# Thread: Detrmine whthere the sequence converges

1. ## Detrmine whthere the sequence converges

An = 2((n+1)!) + 4^n / 2(n!)n^2

1) determine whether it converges and if it does, find the limit of the sequence {An}

I realise that i need to find the dominant term of the sequnece and to divide by this and so on, but i have not seen an example where (n+1)! is an element of the sequence and this has thrown me. Any help would be highly appreciated!! Limits is not my forte!

2. ## Re: Detrmine whthere the sequence converges

Originally Posted by raggie29
An = 2((n+1)!) + 4^n / 2(n!)n^2

1) determine whether it converges and if it does, find the limit of the sequence {An}

Which is it
$\frac{2(n+1)!+4^n}{2(n!)n^2}\text{ or }2(n+1)!+\frac{4^n}{2(n!)n^2}$

3. ## Re: Detrmine whthere the sequence converges

The first one. Thanks.

4. ## Re: Detrmine whthere the sequence converges

Originally Posted by raggie29
The first one. Thanks.

Why don't you bother to use grouping symbols?
The way you posted the expression, it actually reads as the second one.
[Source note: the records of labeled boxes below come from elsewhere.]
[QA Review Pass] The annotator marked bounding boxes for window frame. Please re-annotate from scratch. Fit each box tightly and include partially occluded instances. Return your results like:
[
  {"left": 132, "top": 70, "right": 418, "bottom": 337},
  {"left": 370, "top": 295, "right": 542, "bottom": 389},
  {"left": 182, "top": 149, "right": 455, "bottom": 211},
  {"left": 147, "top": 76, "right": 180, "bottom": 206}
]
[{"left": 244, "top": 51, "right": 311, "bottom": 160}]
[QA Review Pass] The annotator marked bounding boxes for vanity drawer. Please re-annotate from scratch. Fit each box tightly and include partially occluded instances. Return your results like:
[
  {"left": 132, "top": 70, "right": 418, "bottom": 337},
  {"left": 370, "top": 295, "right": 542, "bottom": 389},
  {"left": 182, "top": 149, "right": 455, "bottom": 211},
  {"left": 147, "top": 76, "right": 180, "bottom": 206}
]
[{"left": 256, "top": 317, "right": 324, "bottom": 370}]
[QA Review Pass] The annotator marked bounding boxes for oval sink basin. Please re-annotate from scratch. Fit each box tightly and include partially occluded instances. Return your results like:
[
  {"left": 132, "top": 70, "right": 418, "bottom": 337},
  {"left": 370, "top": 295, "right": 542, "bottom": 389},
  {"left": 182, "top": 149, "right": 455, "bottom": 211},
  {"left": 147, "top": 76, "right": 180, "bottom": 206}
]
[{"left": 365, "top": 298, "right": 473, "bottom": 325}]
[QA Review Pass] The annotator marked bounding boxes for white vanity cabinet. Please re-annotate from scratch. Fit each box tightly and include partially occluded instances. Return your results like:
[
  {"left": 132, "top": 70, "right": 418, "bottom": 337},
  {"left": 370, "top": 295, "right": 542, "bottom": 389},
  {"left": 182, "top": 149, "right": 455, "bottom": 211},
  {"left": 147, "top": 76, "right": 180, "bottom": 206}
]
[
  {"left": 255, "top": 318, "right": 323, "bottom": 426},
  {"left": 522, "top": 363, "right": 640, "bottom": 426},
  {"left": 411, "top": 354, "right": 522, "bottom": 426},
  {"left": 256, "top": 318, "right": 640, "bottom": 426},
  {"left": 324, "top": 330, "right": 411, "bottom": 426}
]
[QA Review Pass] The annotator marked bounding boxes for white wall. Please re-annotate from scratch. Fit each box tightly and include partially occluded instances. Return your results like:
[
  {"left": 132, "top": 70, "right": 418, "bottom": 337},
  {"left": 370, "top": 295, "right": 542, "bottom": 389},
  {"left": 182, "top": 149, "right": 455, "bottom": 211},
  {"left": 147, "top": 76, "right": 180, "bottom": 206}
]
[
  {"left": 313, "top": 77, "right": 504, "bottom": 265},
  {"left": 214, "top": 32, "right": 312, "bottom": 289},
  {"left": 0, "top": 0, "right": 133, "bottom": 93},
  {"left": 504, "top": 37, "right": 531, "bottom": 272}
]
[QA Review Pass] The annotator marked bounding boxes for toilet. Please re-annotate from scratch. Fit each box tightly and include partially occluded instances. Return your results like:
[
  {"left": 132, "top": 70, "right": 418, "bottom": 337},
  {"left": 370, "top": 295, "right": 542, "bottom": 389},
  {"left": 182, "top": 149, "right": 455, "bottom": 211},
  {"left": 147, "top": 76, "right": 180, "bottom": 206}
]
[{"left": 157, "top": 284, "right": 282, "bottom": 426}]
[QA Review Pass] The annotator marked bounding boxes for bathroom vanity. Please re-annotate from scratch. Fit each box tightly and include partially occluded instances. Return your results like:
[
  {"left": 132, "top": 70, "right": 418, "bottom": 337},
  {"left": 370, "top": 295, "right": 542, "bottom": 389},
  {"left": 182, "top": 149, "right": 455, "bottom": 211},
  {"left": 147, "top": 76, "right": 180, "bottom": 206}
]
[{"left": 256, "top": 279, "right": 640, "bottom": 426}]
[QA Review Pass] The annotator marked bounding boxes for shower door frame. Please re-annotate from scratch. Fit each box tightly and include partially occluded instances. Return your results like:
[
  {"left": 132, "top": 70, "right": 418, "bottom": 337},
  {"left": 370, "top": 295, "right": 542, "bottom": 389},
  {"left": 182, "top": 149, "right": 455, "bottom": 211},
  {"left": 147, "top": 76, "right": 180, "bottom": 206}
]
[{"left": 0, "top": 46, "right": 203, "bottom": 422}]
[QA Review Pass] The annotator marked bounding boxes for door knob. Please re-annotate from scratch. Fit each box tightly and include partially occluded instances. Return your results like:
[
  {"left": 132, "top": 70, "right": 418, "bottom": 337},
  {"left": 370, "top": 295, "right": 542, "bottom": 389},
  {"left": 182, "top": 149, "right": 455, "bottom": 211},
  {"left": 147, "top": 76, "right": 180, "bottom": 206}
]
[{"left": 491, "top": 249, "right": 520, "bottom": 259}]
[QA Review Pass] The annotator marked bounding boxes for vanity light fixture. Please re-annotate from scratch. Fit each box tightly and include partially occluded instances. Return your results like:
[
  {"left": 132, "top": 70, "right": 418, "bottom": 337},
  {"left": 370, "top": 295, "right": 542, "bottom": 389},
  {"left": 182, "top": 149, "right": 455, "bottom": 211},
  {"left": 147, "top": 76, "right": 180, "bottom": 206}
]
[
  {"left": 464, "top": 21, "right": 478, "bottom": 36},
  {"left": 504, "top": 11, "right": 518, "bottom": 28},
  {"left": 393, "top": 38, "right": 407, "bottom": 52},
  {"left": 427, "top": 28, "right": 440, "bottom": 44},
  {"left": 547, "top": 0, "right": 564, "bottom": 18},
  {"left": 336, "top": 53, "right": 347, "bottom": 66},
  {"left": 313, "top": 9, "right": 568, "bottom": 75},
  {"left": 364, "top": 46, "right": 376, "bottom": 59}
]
$\frac{2(n+1)!+4^n}{2(n!)n^2}=\frac{2(n+1)+\tfrac{4 ^n}{n!}}{2n^2}$

What can you say about $\left(\frac{4^n}{n!}\right)\to~?$

5. ## Re: Detrmine whthere the sequence converges

It is of form of a basic null sequence and hence = 0?

6. ## Re: Detrmine whthere the sequence converges

Originally Posted by raggie29
It is of form of a basic null sequence and hence = 0?
So what is the overall answer?

3/2n ??

8. ## Re: Detrmine whthere the sequence converges

Or is it, = 0? since 1/n and 1/n^2 are both basic null sequences?